Two Dimensional Diffusion Equation.
The software uses the Successive Over - Relaxation (SOR) method to update a matrix. This matrix can be thought as the electric potential in a square area, or the temperature gradient in a room. This particular implementation has Fixed boundary conditions.
The parameter alpha determines the ammount of "overshooting" that the algorithm will do every iteration. A very big alpha (greater than 2) will make the algoritm totally unstable. alphas between 1 and 2 will make the algoritm to oscillate when it gets closer to the answer, but it will converge faster.
The Desired error parameter will determine the threshold for the termination criteria (when the measured error is below the desired error)
About the Software:
Compiled in VC++ 6.0, Win NT 4.0 using MFC.
Download the software 2DDiffexe.zip 149 KB or 2DDiff.exe 300 KB
Download the VC project 2DDiff.zip 51 KB
Usage:
Select a Matrix size (maximum 500,) for the square matrix.
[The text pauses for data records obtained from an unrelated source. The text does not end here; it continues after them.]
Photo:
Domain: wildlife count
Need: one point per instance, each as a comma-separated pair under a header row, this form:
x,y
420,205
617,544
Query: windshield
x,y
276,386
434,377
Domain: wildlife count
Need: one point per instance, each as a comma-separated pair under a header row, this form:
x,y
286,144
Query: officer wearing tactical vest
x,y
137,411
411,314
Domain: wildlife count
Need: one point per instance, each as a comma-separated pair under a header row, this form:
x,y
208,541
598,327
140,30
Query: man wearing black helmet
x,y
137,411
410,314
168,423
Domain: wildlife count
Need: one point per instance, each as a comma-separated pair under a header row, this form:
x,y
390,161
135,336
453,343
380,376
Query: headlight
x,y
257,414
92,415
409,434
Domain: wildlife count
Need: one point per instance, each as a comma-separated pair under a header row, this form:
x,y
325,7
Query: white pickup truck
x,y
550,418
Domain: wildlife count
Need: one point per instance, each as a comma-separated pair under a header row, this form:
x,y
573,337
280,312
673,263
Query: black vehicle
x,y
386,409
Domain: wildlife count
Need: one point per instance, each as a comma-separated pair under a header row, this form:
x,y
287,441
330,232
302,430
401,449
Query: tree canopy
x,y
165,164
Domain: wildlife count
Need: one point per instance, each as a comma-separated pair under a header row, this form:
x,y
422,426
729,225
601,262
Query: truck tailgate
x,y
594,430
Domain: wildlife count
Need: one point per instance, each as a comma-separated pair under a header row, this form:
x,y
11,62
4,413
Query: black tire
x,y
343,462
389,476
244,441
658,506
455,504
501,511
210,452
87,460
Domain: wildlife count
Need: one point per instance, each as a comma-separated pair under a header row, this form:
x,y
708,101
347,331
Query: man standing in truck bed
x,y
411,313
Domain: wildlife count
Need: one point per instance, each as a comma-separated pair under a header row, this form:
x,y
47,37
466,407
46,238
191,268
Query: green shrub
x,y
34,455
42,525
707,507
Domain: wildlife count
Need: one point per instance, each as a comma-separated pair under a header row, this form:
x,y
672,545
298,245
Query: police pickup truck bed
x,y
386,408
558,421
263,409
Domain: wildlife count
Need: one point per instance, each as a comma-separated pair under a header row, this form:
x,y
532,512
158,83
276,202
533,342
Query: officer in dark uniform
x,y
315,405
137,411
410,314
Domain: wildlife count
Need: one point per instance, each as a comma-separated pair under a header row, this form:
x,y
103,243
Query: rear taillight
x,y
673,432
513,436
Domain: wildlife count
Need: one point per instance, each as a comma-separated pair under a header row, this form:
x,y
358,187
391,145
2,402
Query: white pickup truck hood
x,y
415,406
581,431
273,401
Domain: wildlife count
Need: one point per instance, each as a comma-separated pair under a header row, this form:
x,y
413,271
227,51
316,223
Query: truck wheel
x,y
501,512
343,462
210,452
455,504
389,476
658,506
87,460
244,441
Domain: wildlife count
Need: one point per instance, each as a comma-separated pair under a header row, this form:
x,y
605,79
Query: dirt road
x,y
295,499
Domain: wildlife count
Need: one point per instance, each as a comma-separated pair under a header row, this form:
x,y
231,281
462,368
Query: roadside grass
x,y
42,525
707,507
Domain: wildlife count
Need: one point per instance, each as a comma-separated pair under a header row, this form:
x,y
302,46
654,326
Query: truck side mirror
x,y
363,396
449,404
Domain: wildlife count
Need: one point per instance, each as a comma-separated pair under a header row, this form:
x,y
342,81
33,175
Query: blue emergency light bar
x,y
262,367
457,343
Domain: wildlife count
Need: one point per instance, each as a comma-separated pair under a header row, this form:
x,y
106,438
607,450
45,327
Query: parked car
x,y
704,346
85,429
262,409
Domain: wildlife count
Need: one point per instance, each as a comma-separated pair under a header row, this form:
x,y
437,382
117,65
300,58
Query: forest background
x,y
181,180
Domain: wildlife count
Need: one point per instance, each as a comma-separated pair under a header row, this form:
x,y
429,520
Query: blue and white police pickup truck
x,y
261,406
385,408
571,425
The matrix can hold float
values ranging from -1 to 1. (i.e. -1 = cold, 1 = hot, or -1 = negative potential, 1=
positive potential). The default matrix has two walls filled with zeroes, one with 1's and
one with -1's. The values at the walls are fixed during the whole simulation (the program
never changes them) but the user can change them when drawing new values.
To start the simulation press "Go!". The speed can be changed using the scroll control.
To draw new values, select the "drawing value" moving the horizonal scroll control (the value to be drawn is shown below) and use the mouse and the left button to draw over the image. The values drawn on the walls (or boundaries) will not be changed by the algorithm.
The desired error will be the threshold for the maximum error allowed. When the computed error falls below it, the iteration stop.